Summer is heating up, and so is the election rhetoric. In this year’s campaign for the White House, when it comes to verbally attacking each other, neither candidate seems to recognize any limits. Personally, I think this behavior reflects poorly on both candidates.
In heath care, it’s almost impossible to escape this negativity. The media devours and thrives upon it. In our hospitals, televisions in the doctor’s lounge, cafeteria and in individual patient’s rooms are ablaze with 24/7 cable network coverage.
The effects are demoralizing. The discussions that follow are almost never productive. I find it hard to believe how any of this can be conducive to recovery, let alone healing. As a physician, I’m left wondering: How can we lead the way forward with a different kind of language, message, and behavior?
The language of war
Recently, I read an exceptional post by Dr. Robert Pearl titled, “Why Doctors Should Stop Speaking the Language of War.” In his post, Dr. Pearl makes an excellent case for how the language of warfare has infiltrated the culture of medicine and how it negatively affects our ability to move forward.
“The language of war threatens to take us in the opposite direction, towards chaos and increased animosity.” – Dr. Pearl
Dr. Pearl’s post struck a cord with me. As a medical student, I remember the residents complaining about how they were “tortured” with pages from the floor nurses. As a resident, my colleagues and I would commiserate about how, while on call, we got “slaughtered” by the emergency room. I once had a partner who proudly proclaimed he “defended the faith” by deflecting an admission to the medicine service. Recently, I was invited to serve on a board of “urologists in the trenches” for a prominent trade publication.
Medicine, like the military, has a hierarchical structure. Practitioners are faced, daily, with a variety of stressors and struggles. Perhaps these are some of the reasons why medicine has adopted this type of language. In my experience, the words we choose to use on a daily basis reflect our underlying perception of where we fit into a specific organization or a greater culture.
“Terms drawn from war corrode the foundation of patient care and produce a victim mentality in physicians and staff, inhibiting improvement and change.” – Dr. Pearl
As surgeons, when we use language commonly associated with conflict, I wonder what it says about us, and our profession? Does this language signal to our patients we believe we are commanders, comrades, servants or, worse, casualties in the art of healing?
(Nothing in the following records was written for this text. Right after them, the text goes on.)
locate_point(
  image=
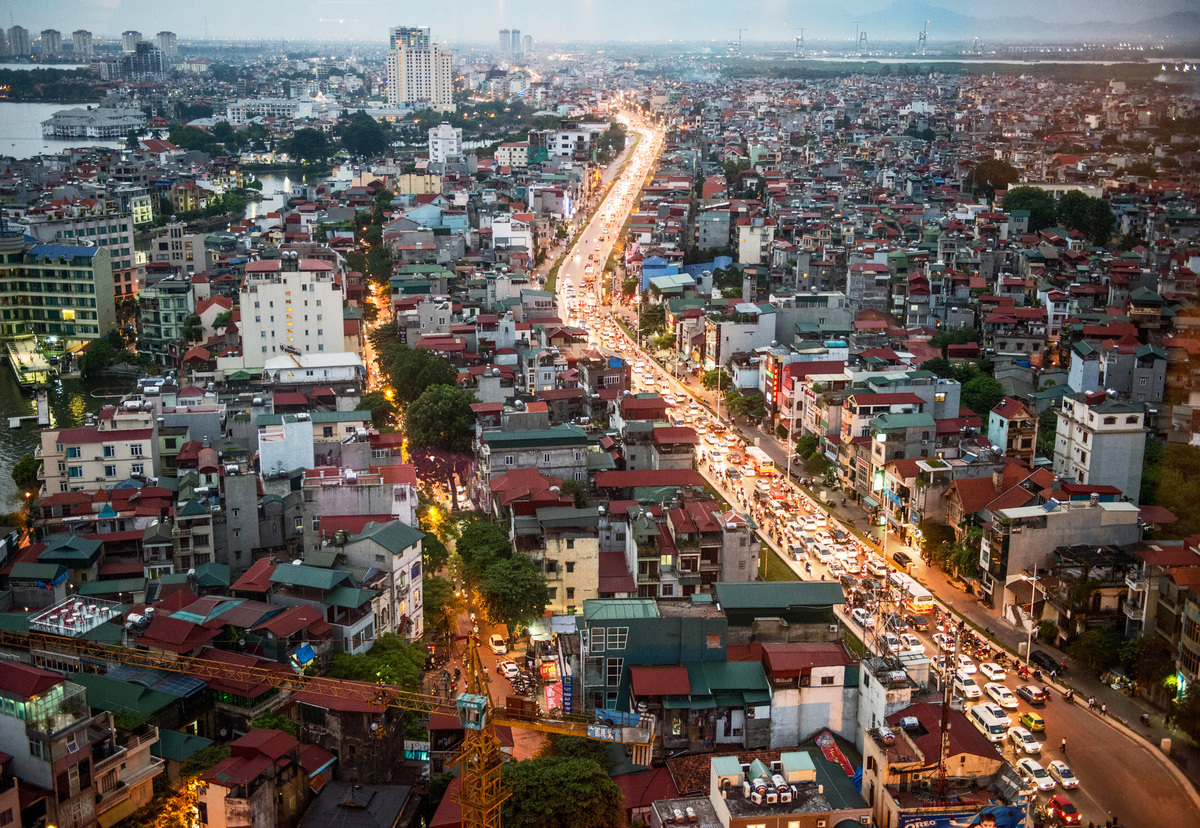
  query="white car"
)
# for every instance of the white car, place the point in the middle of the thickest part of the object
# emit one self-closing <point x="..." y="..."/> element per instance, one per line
<point x="1035" y="774"/>
<point x="993" y="671"/>
<point x="1024" y="739"/>
<point x="1002" y="695"/>
<point x="1063" y="774"/>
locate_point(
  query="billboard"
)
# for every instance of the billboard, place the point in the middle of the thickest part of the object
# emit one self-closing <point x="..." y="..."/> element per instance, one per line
<point x="990" y="816"/>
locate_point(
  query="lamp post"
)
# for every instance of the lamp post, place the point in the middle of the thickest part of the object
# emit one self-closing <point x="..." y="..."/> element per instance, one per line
<point x="1035" y="583"/>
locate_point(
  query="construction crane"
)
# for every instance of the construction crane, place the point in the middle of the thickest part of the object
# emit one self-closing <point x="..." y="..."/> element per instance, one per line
<point x="483" y="791"/>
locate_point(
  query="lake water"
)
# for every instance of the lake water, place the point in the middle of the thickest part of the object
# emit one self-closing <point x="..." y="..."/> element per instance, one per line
<point x="21" y="130"/>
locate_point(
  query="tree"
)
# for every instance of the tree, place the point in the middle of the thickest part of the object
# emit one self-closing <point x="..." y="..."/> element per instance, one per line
<point x="513" y="592"/>
<point x="555" y="792"/>
<point x="990" y="175"/>
<point x="24" y="473"/>
<point x="936" y="541"/>
<point x="1048" y="426"/>
<point x="275" y="721"/>
<point x="1038" y="202"/>
<point x="442" y="419"/>
<point x="1098" y="648"/>
<point x="479" y="545"/>
<point x="390" y="660"/>
<point x="382" y="409"/>
<point x="981" y="395"/>
<point x="309" y="145"/>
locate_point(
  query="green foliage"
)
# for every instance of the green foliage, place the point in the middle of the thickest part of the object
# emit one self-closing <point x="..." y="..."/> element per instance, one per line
<point x="575" y="747"/>
<point x="1048" y="426"/>
<point x="276" y="721"/>
<point x="364" y="136"/>
<point x="1038" y="202"/>
<point x="561" y="793"/>
<point x="1098" y="648"/>
<point x="412" y="371"/>
<point x="383" y="411"/>
<point x="390" y="660"/>
<point x="442" y="419"/>
<point x="807" y="447"/>
<point x="936" y="543"/>
<point x="480" y="544"/>
<point x="513" y="592"/>
<point x="24" y="474"/>
<point x="1091" y="216"/>
<point x="309" y="145"/>
<point x="990" y="175"/>
<point x="981" y="395"/>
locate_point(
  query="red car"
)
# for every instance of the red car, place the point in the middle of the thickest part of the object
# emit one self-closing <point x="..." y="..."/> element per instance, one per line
<point x="1060" y="808"/>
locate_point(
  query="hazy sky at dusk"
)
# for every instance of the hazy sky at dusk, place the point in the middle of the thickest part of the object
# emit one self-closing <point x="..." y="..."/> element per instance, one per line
<point x="478" y="21"/>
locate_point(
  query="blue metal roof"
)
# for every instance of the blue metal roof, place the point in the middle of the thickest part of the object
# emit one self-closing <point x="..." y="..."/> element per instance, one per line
<point x="67" y="251"/>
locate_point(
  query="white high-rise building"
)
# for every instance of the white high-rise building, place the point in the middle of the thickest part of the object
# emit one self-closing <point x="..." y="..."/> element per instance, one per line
<point x="52" y="43"/>
<point x="289" y="306"/>
<point x="167" y="43"/>
<point x="444" y="141"/>
<point x="81" y="41"/>
<point x="420" y="73"/>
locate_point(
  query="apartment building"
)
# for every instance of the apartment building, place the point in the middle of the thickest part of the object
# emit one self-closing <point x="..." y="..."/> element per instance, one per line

Speaking a different language
It’s difficult sometimes to see the forest through the trees. As we watch our presidential candidates give their speeches on television and social media, it’s clear: the words we chose and use matter.
“Going forward, physicians must stop speaking the language of war, and replace it with words that represent the values and mission of medicine, words like ‘healing’ and ‘teamwork’ and ‘recovery.” – Dr. Pearl
As an individual physician, I can’t change the language our future leaders choose to use. I can, however, change the language I choose to use. In this way, I have the power to create meaningful, positive, and lasting and change. I hope our future leaders change their verbiage and change their tone. At the end of the day, however, meaningful change begins with me.